Zara, divenuta “spettro senza corpo e senza volto” (p. 171) dopo il massiccio esodo italiano e l’infame trattamento yankee e limey, è oggi “il fantasma di sé stessa: uno squallido e cariato borgo periferico dell’Adriatico orientale, fino a ieri strozzato dall’assedio dei serbi in armi della limitrofa Krajina morlacca” (p. 146); sparito il florido emporio veneziano, sparito lo stile patrizio e mercantile, sparito il cosmopolitismo, scappati quasi tutti gli italiani. Finito tutto. E Spalato? “La millenaria, suggestiva personalità archeologica (…) è stata deturpata dall’escrescenza di bituminosi e orrendi grattacieli di tipo brasiliano; pure la sua originalità umana, la sua vivacità culturale e cosmopolita, sono state sommerse e cancellate da una vera e propria eruzione di plebi semibarbare, calate con la dirompente violenza della lava dalle montagne dinariche. Basti dire che nel 1945 io avevo lasciato una città di appena 40mila abitanti, diventati oggi, non certo per spinta demografica endogena, 250mila (…)” (p. 147) – e gli autoctoni, slavi o italiani, sono considerati come razza di stambecchi in via d’estinzione. Proprio così scrive l’autore.
Bettiza denuncia il male dei risentimenti nazionalisti e della confusione successiva alla caduta dell’Austria: individua nel nazionalismo (non nel patriottismo, questo è interessante) una delle cause del secolo dei massacri, e degli esodi italiani.

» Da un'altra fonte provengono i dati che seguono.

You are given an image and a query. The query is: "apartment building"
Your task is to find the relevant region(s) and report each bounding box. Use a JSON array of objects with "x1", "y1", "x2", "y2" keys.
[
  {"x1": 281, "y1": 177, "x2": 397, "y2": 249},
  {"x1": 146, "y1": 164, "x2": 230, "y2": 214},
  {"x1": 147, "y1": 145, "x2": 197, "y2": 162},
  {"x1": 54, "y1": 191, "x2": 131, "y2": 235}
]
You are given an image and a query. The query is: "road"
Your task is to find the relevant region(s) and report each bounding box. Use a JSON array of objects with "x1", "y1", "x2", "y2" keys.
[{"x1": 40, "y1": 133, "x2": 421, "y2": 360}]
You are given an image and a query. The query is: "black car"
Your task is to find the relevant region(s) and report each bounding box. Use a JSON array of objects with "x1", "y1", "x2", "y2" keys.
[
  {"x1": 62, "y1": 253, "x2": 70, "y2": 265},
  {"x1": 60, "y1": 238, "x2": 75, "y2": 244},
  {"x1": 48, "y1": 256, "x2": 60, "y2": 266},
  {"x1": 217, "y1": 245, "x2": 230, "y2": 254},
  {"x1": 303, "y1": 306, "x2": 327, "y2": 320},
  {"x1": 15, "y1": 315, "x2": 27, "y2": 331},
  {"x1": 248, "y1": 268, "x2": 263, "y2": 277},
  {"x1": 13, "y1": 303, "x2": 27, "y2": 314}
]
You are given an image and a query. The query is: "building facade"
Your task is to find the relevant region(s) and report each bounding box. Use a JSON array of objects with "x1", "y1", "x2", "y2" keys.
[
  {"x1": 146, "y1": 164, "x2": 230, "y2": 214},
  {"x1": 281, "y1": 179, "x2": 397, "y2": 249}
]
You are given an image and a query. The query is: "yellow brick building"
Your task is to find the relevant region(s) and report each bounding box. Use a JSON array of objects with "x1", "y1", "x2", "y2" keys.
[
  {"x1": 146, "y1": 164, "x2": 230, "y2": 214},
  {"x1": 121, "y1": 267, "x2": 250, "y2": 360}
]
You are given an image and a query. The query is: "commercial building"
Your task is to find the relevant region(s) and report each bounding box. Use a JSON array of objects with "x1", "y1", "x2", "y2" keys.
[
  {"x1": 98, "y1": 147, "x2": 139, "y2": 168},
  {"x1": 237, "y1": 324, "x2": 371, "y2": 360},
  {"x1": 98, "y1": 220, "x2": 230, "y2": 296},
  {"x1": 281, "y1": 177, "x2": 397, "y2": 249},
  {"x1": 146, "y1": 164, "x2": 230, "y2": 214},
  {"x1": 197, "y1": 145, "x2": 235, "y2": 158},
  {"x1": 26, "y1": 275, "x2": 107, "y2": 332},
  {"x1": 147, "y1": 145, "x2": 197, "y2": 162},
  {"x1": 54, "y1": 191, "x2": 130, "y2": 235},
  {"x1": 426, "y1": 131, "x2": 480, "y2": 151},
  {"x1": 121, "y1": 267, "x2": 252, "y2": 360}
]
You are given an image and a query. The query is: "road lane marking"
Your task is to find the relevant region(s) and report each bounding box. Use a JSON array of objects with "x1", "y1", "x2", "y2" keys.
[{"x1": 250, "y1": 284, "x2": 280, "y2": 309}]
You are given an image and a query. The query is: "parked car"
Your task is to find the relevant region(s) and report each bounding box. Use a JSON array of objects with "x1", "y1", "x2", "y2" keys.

Esodi atroci, perché “(…) l’esilio prolungato nello spazio e nel tempo, esilio senza ritorno, aggravato dal vagabondaggio dispersivo in altri mondi, possiede una rara quanto perforante facoltà distruttiva: lentamente carbonizza tutto ciò che siamo stati altrove, recide i vincoli di sangue, spegne i ricordi, fa impercettibilmente tabula rasa del passato” (p. 18).
La responsabilità del disastro dalmata è fascista. L’Italia che sbarca è violenta, aggressiva, razzista e ignorante; aggressioni e umiliazioni contro la maggioranza croata di Spalato sono all’ordine del giorno, la repressione è odiosa. Bettiza parla di sopraffazioni subculturali, della vergogna per la condotta di quei “connazionali”, per la loro stupidità e la loro violenza (cfr., ad es., pp. 297-299). Inevitabilmente, scattano rappresaglie; ampiamente giustificate. Non negli ultimi eccessi e nei risultati finali, sia chiaro: non tutta la cittadinanza, dimostra Bettiza, era fascista o almeno concorde con il fanatismo tricolore. Tutt’altro. Non è bastato. Enzo Bettiza mai fu avanguardista, mai partecipò a un’adunata. Istintivamente, deplorava l’arroganza di chi, entrando a Spalato, imponeva di cantare “giuriam sull’onore dalmata che fra noi non esisterà più un croato!” (p. 287): conseguenza è stato perdere i dalmati italiani, con pochissime, decimali eccezioni (Zara).
La questione del Kosovo era, nel momento della scrittura del libro (1994-1995), eccezionalmente interessante: difficilmente potevamo avere chiara idea di cosa significasse per i serbi, vittime com’eravamo della nostra propaganda e dell’impressione drammatica di quelle stragi. Bettiza spiega per bene come stavano le cose: per i serbi, per la loro identità di popolo e di nazione, era fondante il ricordo della battaglia dei principi slavi e cristiani contro l’invasore turco; la tragedia del 1389 valeva e vale, nel loro immaginario, come la nostra battaglia di Poitiers nel 732. Ecco quindi che il Kosovo era diventato un luogo mitico, dalla straordinaria importanza simbolica; ecco quindi illustrate le origini delle straordinarie rivalità con le etnie islamiche, albanesi o bosniache. I serbi si sentivano e si sentono guardiani della civiltà cristiana. Bettiza scardina le tesi dell’albanese Kadarè, che tende a ridimensionare quella battaglia, facendo il gioco del suo popolo. Chiaramente, lo scrittore di Spalato denuncia gli abomini serbi, dalle fosse comuni alle straordinarie distruzioni delle moschee in avanti; individua una strategia comune e nella lotta anti-islamica, e nell’aggressione alla Dalmazia: è, appunto, la “pulizia culturale” unita a quella etnica, possibilmente.
Bettiza legge il rapporto tra serbi e montenegrini, invece, così: fra loro “s’è formata nei secoli, più che un’intimità profonda, una sorta d’osmosi metastorica. La comune lingua e religione ortodossa, il comune alfabeto cirillico, la comune mitologia guerresca, esaltata dalla lunga fraternità d’armi contro i turchi e gli austriaci e, infine, le comuni speranze messianiche riposte nel grande protettore russo, hanno finito per conferire ai due popoli una singolare identità gemellare (…)” (p. 28). Oggi, come sapete, i due popoli si sono pacificamente separati. Il sogno della “Grande Serbia” s’è sgretolato.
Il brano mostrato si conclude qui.